According to maineguides.com, Crosby first discovered her love for the wilderness when, on the advice of her doctor, she left her job in a bank to seek “a large dose of the outdoors.” This prescription brought her to Rangeley, where she found work housekeeping in some of the large hotels in the area. She became friends with the local guides, and from them she learned the lore of the woods and the pleasures of camping, hunting and fishing.
In 1886 a friend presented Cornilia with a five-ounce bamboo rod. It is told that she became so adept at fly-fishing that she once landed 200 trout in one day. She began to write up accounts of her fishing adventures and submitted them, under the name “Fly Rod,” to O.M. Moore, editor of the Phillips Phonograph. “That’s mighty good stuff!” responded Moore. “Send some more right away” “Fly Rod’s Notebook” became a widely syndicated column appearing in newspapers in New York, Boston and Chicago, and the new name stuck.
Although she shot the last legal caribou buck in the state of Maine, “Fly Rod” Crosby’s most remarkable and enduring contribution to her native state happened far from the North Woods.

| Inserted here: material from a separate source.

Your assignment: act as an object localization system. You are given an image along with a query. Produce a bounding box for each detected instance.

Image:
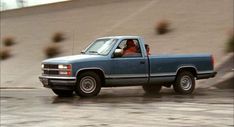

In addition to being its first licensed guide, she was Maine’s first public-relations genius. She arranged an elaborate hunting display at the first Sportsmen’s Show in New York’s Madison Square Garden, starring herself, rifle in hand and wearing a daring, knee-length doeskin skirt.
Her sensational appearance at the Sportsmen’s Show, together with the popularity of her column, helped to attract thousands of eager would-be outdoorsmen–and women–to the woods and streams of Maine.
Several books have been written about Crosby, including a children’s book and a historical account of her life.